Please help me in finding that where I am doing the mistake in this solution as my output is coming wrong. thanks in advance.

You are given a number n, representing the number of rows.
You are given a number m, representing the number of columns.
You are given n*m numbers, representing elements of 2d array a, which represents a maze.
You are standing in top-left cell and are required to move to bottom-right cell.
You are allowed to move 1 cell right (h move) or 1 cell down (v move) in 1 motion.
Each cell has a value that will have to be paid to enter that cell (even for the top-left and bottom- right cell).
You are required to traverse through the matrix and print the cost of path which is least costly.

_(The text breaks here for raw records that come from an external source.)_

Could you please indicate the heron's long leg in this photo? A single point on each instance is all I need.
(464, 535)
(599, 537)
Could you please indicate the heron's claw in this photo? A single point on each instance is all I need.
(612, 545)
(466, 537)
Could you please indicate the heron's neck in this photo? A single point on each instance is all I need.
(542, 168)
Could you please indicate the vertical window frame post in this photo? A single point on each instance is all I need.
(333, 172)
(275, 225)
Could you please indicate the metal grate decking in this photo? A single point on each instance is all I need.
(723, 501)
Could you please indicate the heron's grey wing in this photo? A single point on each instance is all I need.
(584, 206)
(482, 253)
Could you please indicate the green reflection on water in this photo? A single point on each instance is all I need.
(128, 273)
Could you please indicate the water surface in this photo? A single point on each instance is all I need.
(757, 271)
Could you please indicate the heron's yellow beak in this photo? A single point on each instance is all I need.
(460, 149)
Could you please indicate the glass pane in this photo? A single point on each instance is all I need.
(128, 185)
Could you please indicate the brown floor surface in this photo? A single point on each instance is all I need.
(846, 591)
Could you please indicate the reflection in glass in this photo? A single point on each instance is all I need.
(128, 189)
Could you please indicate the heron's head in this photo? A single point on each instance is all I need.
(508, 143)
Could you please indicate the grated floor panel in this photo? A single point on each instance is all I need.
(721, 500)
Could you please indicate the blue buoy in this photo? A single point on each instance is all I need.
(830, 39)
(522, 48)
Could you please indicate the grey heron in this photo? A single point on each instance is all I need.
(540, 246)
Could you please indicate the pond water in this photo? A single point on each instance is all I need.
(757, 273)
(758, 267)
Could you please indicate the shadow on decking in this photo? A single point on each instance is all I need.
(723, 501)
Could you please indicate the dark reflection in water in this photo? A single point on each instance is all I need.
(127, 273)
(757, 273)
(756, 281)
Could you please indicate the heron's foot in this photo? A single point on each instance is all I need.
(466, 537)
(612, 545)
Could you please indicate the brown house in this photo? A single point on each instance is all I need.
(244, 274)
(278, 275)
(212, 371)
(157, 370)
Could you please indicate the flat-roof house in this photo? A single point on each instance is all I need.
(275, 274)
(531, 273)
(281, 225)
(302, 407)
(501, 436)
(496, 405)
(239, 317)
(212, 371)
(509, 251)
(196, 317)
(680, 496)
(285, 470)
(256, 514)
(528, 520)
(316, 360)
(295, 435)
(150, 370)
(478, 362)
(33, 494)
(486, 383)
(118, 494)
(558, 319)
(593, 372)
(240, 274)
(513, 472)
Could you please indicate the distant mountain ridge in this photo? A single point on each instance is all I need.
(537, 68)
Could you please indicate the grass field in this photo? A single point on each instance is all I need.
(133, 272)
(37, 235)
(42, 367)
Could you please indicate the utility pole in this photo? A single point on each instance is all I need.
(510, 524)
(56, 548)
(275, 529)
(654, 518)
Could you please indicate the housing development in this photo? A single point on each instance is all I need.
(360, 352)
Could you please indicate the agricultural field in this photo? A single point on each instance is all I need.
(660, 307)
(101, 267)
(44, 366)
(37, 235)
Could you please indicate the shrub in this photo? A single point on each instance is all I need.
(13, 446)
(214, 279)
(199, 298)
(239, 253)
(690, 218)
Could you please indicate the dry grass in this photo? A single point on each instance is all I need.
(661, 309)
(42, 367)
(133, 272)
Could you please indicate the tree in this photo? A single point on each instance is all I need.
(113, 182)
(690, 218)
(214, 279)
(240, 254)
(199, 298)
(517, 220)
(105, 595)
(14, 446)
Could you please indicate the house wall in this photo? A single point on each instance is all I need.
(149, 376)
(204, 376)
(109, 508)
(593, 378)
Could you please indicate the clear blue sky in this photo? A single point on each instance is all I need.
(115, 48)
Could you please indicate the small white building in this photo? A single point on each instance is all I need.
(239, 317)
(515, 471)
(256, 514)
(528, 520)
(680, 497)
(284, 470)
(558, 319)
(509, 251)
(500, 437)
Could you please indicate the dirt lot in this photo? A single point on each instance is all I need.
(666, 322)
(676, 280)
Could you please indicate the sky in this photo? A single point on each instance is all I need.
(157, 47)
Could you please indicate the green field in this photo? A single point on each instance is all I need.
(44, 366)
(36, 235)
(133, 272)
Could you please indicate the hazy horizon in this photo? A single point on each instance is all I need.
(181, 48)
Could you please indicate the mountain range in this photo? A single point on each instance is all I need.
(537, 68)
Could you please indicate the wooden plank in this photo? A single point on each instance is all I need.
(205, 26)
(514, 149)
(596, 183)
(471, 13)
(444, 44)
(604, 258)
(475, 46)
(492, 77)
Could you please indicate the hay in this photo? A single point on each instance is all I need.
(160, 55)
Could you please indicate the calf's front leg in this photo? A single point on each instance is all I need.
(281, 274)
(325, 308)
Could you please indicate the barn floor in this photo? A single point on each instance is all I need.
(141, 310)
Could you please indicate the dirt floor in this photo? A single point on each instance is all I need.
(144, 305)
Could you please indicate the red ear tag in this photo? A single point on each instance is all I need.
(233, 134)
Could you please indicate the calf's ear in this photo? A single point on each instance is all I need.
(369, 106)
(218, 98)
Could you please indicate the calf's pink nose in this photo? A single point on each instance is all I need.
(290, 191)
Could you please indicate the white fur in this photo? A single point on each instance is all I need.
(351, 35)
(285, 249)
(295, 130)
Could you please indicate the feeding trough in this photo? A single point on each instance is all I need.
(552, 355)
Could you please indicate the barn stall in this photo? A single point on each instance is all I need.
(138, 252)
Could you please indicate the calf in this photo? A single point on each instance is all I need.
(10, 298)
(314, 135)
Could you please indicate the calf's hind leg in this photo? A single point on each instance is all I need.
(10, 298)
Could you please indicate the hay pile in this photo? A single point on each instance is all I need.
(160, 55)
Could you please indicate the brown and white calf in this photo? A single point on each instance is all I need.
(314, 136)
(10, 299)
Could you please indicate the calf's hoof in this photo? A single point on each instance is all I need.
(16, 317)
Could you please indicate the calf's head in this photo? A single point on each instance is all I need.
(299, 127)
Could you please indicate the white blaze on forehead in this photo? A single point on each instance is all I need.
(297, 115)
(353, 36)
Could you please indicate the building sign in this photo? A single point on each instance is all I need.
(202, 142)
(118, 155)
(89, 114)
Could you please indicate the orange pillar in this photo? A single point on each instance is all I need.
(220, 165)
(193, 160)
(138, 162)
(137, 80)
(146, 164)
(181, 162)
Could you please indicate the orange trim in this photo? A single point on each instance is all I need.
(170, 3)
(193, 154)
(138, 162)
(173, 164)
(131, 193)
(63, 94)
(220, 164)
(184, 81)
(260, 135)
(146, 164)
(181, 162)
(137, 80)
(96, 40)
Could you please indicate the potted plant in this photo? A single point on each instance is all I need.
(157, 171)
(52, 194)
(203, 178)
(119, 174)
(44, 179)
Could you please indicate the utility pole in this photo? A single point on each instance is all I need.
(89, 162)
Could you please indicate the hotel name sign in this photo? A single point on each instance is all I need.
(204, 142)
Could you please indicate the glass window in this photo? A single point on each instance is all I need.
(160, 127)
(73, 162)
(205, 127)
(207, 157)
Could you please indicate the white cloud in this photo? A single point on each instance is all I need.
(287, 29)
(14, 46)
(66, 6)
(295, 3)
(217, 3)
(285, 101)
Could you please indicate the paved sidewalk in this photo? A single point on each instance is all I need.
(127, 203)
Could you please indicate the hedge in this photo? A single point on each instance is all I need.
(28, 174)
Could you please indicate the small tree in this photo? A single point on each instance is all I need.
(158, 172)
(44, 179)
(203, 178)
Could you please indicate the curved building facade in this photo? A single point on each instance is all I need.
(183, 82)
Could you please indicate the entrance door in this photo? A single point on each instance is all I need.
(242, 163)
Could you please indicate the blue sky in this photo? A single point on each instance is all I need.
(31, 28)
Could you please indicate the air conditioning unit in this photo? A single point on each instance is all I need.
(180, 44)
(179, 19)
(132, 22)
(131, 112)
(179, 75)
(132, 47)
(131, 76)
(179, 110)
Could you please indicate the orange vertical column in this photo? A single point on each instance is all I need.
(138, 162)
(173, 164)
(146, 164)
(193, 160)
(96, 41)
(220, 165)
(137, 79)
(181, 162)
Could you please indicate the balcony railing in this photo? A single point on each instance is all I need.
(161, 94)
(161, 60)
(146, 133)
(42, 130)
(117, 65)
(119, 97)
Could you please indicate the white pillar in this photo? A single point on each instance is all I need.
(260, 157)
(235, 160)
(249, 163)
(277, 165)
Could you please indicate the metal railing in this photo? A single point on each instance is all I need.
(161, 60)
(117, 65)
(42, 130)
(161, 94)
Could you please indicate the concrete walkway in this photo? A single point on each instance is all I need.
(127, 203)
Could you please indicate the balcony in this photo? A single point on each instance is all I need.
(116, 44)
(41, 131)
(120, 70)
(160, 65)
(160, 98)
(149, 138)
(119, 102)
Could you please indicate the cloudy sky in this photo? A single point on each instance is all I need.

// making the recursive call to findMinCost by reducing the row and column and finding the min cost out of that  
public static int findMinCost(int[][] maze, int row, int col) {
  if(row == 0 && col == 0) {
    return maze[row][col];
  }
   int cost = 0;
            
  if(row >= 0 && col >=0) {
   cost += Integer.min(findMinCost(maze, row-1, col),findMinCost(maze, row, col- 
    1))+maze[row][col];
   }
     return cost;
}

Solution

The main problem is that when one or both of the coordinates become negative (and this will happen), your function returns 0 as cost. This is not correct, as zero might be an interesting cost to go for. In this case a search is made outside the maze and that should be made impossible: so return an extreme high cost in that case, not 0.

The fix is simple: add an else block to your second if block:

} else return Integer.MAX_VALUE;

Now it will work for small mazes. (I assume you correctly call your function with row and col referencing the bottom-right cell in the maze)

For larger mazes you will run into a timing problem, since this algorithm will revisit the same sub-paths over and over again. You can solve this by using memoization.